Peltzer Karl, Williams Jennifer Stewart, Kowal Paul, Negin Joel, Snodgrass James Josh, Yawson Alfred, Minicuci Nadia, Thiele Liz, Phaswana-Mafuya Nancy, Biritwum Richard Berko, Naidoo Nirmala, Chatterji Somnath
Human Sciences Research Council, Pretoria, South Africa; Department of Psychology, University of the Free State, Bloemfontein, South Africa; ASEAN Institute for Health Development, Mahidol University, Nakhon Pathom, Thailand;
Department Public Health and Clinical Medicine Epidemiology, Global Health Umeå University, Umeå, Sweden; Research Centre for Gender, Health & Ageing, University of Newcastle, Newcastle, Australia.
Glob Health Action. 2014 Oct 31;7:25314. doi: 10.3402/gha.v7.25314. eCollection 2014.
The achievement of universal health coverage (UHC) in emerging economies is a high priority within the global community. This timely study uses standardized national population data collected from adults aged 50 and older in China, Ghana, India, Mexico, the Russian Federation, and South Africa. The objective is to describe health care utilization and measure association between inpatient and outpatient service use and patient characteristics in these six low- and middle-income countries.
Secondary analysis of data from the World Health Organization's Study on global AGEing and adult health Wave 1 was undertaken. Country samples are compared by socio-demographic characteristics, type of health care, and reasons for use. Logistic regressions describe association between socio-demographic and health factors and inpatient and outpatient service use.

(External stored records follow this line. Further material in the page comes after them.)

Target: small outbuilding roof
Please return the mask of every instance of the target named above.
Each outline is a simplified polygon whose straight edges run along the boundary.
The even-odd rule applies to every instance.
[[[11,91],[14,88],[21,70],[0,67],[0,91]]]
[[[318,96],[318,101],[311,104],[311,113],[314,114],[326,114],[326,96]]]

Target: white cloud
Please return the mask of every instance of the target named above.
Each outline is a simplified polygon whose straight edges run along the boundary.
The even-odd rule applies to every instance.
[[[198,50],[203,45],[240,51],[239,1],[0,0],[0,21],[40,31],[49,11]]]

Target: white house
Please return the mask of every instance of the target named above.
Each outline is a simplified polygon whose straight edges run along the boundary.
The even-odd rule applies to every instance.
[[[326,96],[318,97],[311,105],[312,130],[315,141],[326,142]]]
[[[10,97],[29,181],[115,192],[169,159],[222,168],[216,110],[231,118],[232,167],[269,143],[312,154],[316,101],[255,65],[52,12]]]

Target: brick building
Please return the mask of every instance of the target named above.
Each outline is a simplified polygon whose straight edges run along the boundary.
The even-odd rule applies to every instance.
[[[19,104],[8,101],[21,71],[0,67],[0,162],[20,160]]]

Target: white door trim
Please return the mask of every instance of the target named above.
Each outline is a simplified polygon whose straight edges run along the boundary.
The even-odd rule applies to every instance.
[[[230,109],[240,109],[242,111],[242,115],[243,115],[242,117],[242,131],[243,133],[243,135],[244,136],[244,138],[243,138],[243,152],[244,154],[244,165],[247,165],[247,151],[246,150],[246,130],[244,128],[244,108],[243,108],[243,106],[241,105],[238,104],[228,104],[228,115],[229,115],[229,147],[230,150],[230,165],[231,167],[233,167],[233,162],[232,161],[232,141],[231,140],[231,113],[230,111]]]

In the pooled multi-country sample of over 26,000 adults aged 50-plus, who reported getting health care the last time it was needed, almost 80% of men and women received inpatient or outpatient care, or both. Roughly 30% of men and women in the Russian Federation used inpatient services in the previous 3 years and 90% of men and women in India used outpatient services in the past year. In China, public hospitals were the most frequently used service type for 52% of men and 51% of women. Multivariable regression showed that, compared with men, women were less likely to use inpatient services and more likely to use outpatient services. Respondents with two or more chronic conditions were almost three times as likely to use inpatient services and twice as likely to use outpatient services compared with respondents with no reported chronic conditions.
This study provides a basis for further investigation of country-specific responses to UHC.
新兴经济体实现全民健康覆盖(UHC)是国际社会的一项高度优先事项。这项及时开展的研究使用了从中国、加纳、印度、墨西哥、俄罗斯联邦和南非50岁及以上成年人中收集的标准化国家人口数据。目的是描述这六个低收入和中等收入国家的医疗保健利用情况,并衡量住院和门诊服务使用与患者特征之间的关联。
对世界卫生组织全球老龄化与成人健康研究第一轮的数据进行二次分析。按社会人口特征、医疗保健类型和使用原因对各国样本进行比较。逻辑回归描述了社会人口和健康因素与住院和门诊服务使用之间的关联。
在超过26000名50岁及以上成年人的多国汇总样本中,那些报告在最后一次需要医疗保健时获得了医疗服务的人,近80%的男性和女性接受了住院或门诊护理,或两者都接受了。在俄罗斯联邦,大约30%的男性和女性在过去3年中使用过住院服务,在印度,90%的男性和女性在过去一年中使用过门诊服务。在中国,公立医院是52%的男性和51%的女性最常使用的服务类型。多变量回归显示,与男性相比,女性使用住院服务的可能性较小,使用门诊服务的可能性较大。与未报告慢性病的受访者相比,患有两种或更多慢性病的受访者使用住院服务的可能性几乎是其三倍,使用门诊服务的可能性是其两倍。
本研究为进一步调查各国对全民健康覆盖的具体应对措施提供了依据。